The question that seems to come up time and time again is what beginners setup do you recommend for deep sky imaging with a DSLR. Though a broad range of equipment can be used, discussions always seem to settle on the best beginners setup being a stable German Equatorial Mount and an 80mm refractor, together with a few must have accessories.

Mount - The mount that seems to have best £££ vs performance is the Skywatcher HEQ5 Pro Sysncan. This reasonably portable mount has GOTO (so does not rely on an attached computer) and has a payload capacity of 11kg. The included Polar Alignment Scope is illuminated and of reasonable quality. Given good polar alignment this mount is capable of unguided exposures of 3-4 minutes with an 80mm scope and DSLR combination. As experience grows the mount integrates well with computer control (via EQMod) and responds well to Autoguiding to really get long exposures.

Scope - Though long focal length scopes have an appeal, they can be a source of much frustration to a beginner. An 80mm or so refractor has a wide field of view, is easy to setup and mates well to our recommended mount. Used with a DSLR it gives access to a wide range of objects from larger galaxies, nebulae and clusters. http://www.altairastro.com/product.php?productid=16496

Power - The mount requires a 12v supply and a car jump starter pack such as http://www.amazon.co.uk/station-Emergency-jumpstart-inverter-compressor/dp/B004ITAF72/ref=sr_1_8?ie=UTF8&qid=1361792050&sr=8-8 will power the mount for several hours. A mains 12v switched mode supply can be used though caution is needed when operating in outside conditions.

T-Mount - a T-Mount is needed to connect your DSLR to the rear of the scope. These are specific to the camera to be connected http://www.modernastronomy.com/accessories.html#accTRings - bottom of page.

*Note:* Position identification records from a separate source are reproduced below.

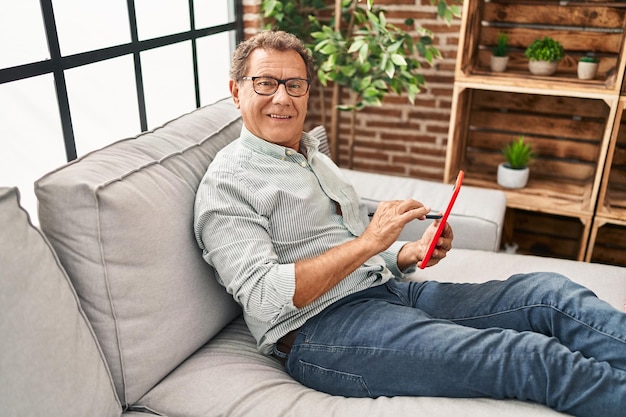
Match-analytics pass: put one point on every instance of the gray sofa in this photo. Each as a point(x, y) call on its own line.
point(108, 309)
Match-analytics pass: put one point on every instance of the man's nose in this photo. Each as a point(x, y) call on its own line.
point(281, 93)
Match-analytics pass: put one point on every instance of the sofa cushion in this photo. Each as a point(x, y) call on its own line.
point(245, 383)
point(50, 362)
point(121, 221)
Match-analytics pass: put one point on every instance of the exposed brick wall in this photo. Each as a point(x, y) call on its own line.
point(397, 138)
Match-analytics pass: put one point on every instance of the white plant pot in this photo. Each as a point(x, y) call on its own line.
point(587, 70)
point(512, 178)
point(542, 67)
point(498, 63)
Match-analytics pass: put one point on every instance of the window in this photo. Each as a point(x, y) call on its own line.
point(77, 75)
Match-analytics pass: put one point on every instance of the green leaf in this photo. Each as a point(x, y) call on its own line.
point(363, 52)
point(390, 69)
point(398, 59)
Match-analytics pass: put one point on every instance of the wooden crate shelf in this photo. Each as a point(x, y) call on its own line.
point(574, 205)
point(607, 243)
point(569, 136)
point(613, 193)
point(546, 234)
point(582, 27)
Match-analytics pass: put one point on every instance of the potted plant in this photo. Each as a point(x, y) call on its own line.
point(500, 53)
point(360, 51)
point(544, 56)
point(587, 67)
point(514, 172)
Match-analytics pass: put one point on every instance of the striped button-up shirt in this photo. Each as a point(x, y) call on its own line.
point(262, 207)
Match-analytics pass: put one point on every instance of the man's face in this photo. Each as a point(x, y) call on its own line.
point(278, 118)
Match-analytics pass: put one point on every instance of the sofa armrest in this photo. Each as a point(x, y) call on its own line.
point(477, 216)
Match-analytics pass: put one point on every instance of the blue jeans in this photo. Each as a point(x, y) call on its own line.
point(537, 337)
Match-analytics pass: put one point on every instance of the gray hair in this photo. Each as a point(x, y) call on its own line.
point(277, 40)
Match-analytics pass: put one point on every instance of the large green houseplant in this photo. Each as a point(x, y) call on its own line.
point(358, 49)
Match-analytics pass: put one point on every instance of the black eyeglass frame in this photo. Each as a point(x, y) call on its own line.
point(279, 82)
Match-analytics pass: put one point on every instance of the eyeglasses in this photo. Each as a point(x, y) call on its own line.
point(266, 86)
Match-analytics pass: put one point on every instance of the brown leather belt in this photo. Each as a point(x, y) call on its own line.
point(284, 344)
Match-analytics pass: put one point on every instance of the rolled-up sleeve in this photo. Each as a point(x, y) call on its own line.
point(234, 236)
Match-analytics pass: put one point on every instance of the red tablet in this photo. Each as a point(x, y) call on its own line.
point(444, 219)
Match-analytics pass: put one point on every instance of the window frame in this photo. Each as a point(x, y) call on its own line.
point(58, 64)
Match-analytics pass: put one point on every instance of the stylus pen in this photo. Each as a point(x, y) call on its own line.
point(428, 216)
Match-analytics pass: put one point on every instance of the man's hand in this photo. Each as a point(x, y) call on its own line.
point(413, 252)
point(389, 220)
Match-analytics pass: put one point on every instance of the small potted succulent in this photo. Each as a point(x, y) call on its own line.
point(587, 67)
point(544, 56)
point(500, 53)
point(514, 172)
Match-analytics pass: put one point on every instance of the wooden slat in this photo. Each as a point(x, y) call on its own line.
point(537, 124)
point(573, 42)
point(553, 105)
point(545, 13)
point(563, 149)
point(610, 245)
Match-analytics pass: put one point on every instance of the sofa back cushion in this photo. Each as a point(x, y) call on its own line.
point(50, 362)
point(121, 221)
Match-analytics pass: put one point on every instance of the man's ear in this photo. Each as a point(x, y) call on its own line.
point(234, 91)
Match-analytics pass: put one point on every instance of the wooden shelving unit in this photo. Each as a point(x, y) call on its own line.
point(571, 124)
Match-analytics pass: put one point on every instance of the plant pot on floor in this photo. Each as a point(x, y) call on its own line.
point(512, 178)
point(542, 67)
point(498, 63)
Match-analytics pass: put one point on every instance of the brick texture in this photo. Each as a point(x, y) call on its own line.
point(397, 138)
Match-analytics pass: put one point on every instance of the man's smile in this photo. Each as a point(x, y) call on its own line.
point(279, 116)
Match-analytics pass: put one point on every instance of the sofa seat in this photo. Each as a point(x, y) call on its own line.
point(228, 377)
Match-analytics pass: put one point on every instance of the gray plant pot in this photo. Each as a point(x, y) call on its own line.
point(512, 178)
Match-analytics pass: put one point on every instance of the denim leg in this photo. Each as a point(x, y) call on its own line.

Dew Heater - The front glass of the scope is very prone to dewing. To prevent this, dew heaters can be wrapped around the objective lens to gently warm it and keep dew at bay, though at a cost in terms of battery charge life. A range of dew heaters and controllers can be found at http://www.altairastro.com/home.php?cat=243. The Kendrick Firefly heaters and simple two channel controllers work well and will give several years service.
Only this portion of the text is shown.